Healthcare professionals (such as cystic fibrosis specialist paediatricians or adult physicians) offer rhDNase as the first-choice mucoactive agent to people with cystic fibrosis who have lung disease and identify an appropriate delivery device. They discuss the treatment and the importance of adherence with the child, young person or adult with cystic fibrosis and their family or carer. They assess the effects of, and tolerance to, the treatment once it has started.
Commissioners (NHS England) ensure that service specifications require rhDNase to be prescribed as the first-choice mucoactive agent to people with cystic fibrosis who have clinical evidence of lung disease.

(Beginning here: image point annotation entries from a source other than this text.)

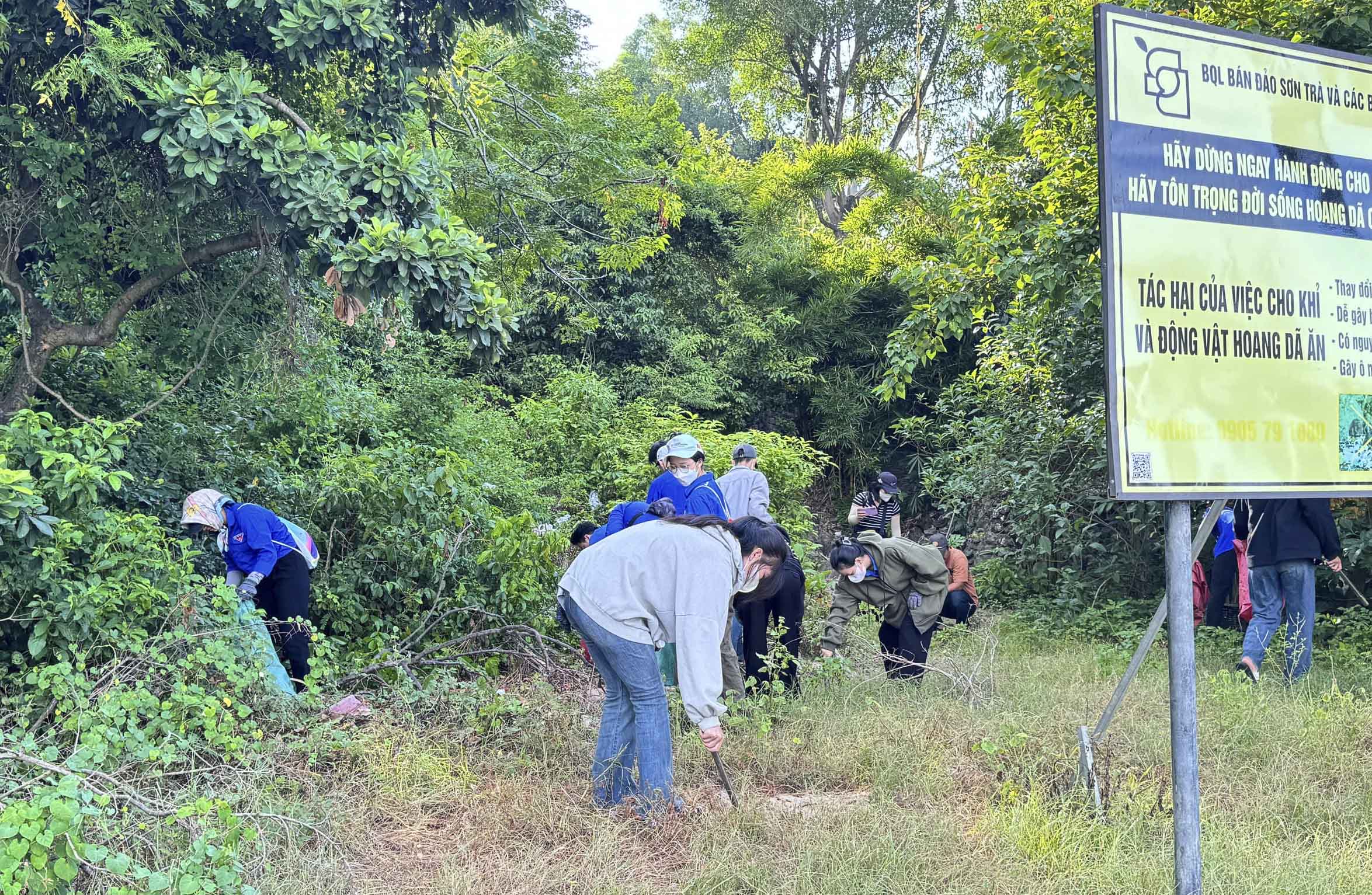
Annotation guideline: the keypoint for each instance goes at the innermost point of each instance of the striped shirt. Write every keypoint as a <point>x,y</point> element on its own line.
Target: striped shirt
<point>880,523</point>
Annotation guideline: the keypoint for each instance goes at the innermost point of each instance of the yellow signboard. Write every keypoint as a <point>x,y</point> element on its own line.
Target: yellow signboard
<point>1236,232</point>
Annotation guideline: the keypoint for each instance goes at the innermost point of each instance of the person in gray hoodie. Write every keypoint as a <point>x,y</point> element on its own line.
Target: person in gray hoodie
<point>747,491</point>
<point>667,581</point>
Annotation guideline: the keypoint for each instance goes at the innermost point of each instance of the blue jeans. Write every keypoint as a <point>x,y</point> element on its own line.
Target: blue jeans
<point>634,726</point>
<point>958,606</point>
<point>1290,583</point>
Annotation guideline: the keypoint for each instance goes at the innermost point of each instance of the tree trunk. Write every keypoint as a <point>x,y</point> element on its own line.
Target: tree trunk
<point>18,385</point>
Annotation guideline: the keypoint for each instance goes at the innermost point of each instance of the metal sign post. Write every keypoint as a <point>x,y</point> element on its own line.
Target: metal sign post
<point>1182,672</point>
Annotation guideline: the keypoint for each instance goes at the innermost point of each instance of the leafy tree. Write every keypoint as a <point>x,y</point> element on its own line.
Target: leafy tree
<point>824,72</point>
<point>146,143</point>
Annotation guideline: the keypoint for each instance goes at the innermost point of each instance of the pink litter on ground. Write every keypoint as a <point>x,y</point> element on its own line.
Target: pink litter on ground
<point>349,708</point>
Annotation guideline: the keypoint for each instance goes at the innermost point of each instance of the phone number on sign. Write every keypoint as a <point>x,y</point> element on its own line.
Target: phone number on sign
<point>1272,431</point>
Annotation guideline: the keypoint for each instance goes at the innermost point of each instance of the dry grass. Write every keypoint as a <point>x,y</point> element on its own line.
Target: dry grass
<point>930,790</point>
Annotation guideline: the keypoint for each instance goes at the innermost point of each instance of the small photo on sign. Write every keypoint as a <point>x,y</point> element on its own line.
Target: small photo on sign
<point>1356,434</point>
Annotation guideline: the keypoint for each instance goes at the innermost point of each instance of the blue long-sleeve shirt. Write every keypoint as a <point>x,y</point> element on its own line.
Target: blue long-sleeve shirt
<point>257,539</point>
<point>666,486</point>
<point>620,517</point>
<point>1224,532</point>
<point>704,498</point>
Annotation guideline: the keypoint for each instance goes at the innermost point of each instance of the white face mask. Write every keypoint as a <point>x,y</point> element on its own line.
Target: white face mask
<point>752,580</point>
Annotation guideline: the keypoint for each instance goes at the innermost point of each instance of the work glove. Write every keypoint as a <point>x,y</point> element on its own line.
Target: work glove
<point>247,590</point>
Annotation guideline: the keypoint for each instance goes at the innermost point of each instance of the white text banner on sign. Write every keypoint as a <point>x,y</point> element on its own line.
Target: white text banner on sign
<point>1236,235</point>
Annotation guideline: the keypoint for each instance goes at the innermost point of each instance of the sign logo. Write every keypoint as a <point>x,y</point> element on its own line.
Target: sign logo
<point>1166,81</point>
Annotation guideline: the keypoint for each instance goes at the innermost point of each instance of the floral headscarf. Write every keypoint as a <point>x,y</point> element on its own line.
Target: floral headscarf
<point>206,507</point>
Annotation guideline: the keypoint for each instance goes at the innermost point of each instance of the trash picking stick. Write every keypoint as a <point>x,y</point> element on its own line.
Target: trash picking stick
<point>724,779</point>
<point>1361,600</point>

People with cystic fibrosis who have lung disease have a medicine called rhDNase, or dornase alfa, as their first treatment to help with breathing. The medicine is inhaled (breathed in). It makes mucus in the lungs less thick and sticky, so it is easier to cough out. This medicine also makes lung infections less likely.
Source guidance
Cystic fibrosis: diagnosis and management (2017) NICE guideline NG78, recommendations 1.6.17 and 1.6.18
Definitions of terms used in this quality statement
Clinical evidence of lung disease
Evidence of lung disease based on radiological imaging or lung function testing.
[NICE's guideline on cystic fibrosis: diagnosis and management, full guideline]
rhDNase
Recombinant human deoxyribonuclease; dornase alfa[2]. A mucoactive agent.
[NICE's guideline on cystic fibrosis: diagnosis and management, full guideline]
Mucoactive agent
A drug that affects the viscosity of mucus, usually given to make the removal of mucus through coughing easier.
[NICE's guideline on cystic fibrosis: diagnosis and management, glossary in full guideline]
Equality and diversity considerations
At the time of publication, rhDNase did not have a UK marketing authorisation for use in children under 5 years with cystic fibrosis for this indication. If this medicine is considered to be appropriate for a child under 5 years, the prescriber should follow relevant professional guidance, taking full responsibility for the decision. Informed consent should be obtained and documented. See the General Medical Council's Prescribing guidance: prescribing unlicensed medicines for further information.
[2] At the time of publication (May 2018), rhDNase did not have a UK marketing authorisation for use in children under 5 years with cystic fibrosis for this indication. The prescriber should follow relevant professional guidance, taking full responsibility for the decision. Informed consent should be obtained and documented. See the General Medical Council's Prescribing guidance: prescribing unlicensed medicines for further information.